In a World That Counts: Clustering and Detecting Fake Social Engagement at ScaleOpen Website

2016 (modified: 14 Nov 2023)WWW 2016Readers: Everyone
Abstract: How can web services that depend on user generated content discern fake social engagement activities by spammers from legitimate ones? In this paper, we focus on the social site of YouTube and the problem of identifying bad actors posting inorganic contents and inflating the count of social engagement metrics. We propose an effective method, Leas (Local Expansion at Scale), and show how the fake engagement activities on YouTube can be tracked over time by analyzing the temporal graph based on the engagement behavior pattern between users and YouTube videos.

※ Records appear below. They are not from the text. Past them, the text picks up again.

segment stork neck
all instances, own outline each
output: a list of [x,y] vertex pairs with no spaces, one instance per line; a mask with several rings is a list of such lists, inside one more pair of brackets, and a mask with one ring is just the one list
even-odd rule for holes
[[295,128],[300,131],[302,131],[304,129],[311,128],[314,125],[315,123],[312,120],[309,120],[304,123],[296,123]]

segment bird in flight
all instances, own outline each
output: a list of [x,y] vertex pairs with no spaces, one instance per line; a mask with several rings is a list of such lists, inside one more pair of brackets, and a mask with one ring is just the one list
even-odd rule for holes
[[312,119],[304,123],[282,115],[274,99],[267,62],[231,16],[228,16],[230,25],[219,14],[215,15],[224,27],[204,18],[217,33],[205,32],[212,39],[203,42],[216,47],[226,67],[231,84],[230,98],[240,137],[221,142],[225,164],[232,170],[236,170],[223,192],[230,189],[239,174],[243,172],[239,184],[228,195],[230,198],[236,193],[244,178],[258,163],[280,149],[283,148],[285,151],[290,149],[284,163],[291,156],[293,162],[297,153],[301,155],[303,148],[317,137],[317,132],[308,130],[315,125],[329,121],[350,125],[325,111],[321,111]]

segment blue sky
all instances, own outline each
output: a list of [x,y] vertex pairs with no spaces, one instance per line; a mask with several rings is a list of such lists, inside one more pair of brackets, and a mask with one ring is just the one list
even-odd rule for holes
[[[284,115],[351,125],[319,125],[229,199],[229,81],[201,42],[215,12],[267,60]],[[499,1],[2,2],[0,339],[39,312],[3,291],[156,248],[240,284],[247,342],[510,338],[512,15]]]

With the domain knowledge of spammer seeds, we formulate and tackle the problem in a semi-supervised manner --- with the objective of searching for individuals that have similar pattern of behavior as the known seeds --- based on a graph diffusion process via local spectral subspace. We offer a fast, scalable MapReduce deployment adapted from the localized spectral clustering algorithm. We demonstrate the effectiveness of our deployment at Google by achieving a manual review accuracy of 98% on YouTube Comments graph in practice. Comparing with the state-of-the-art algorithm CopyCatch, Leas achieves 10 times faster running time on average. Leas is now actively in use at Google, searching for daily deceptive practices on YouTube's engagement graph spanning over a billion users.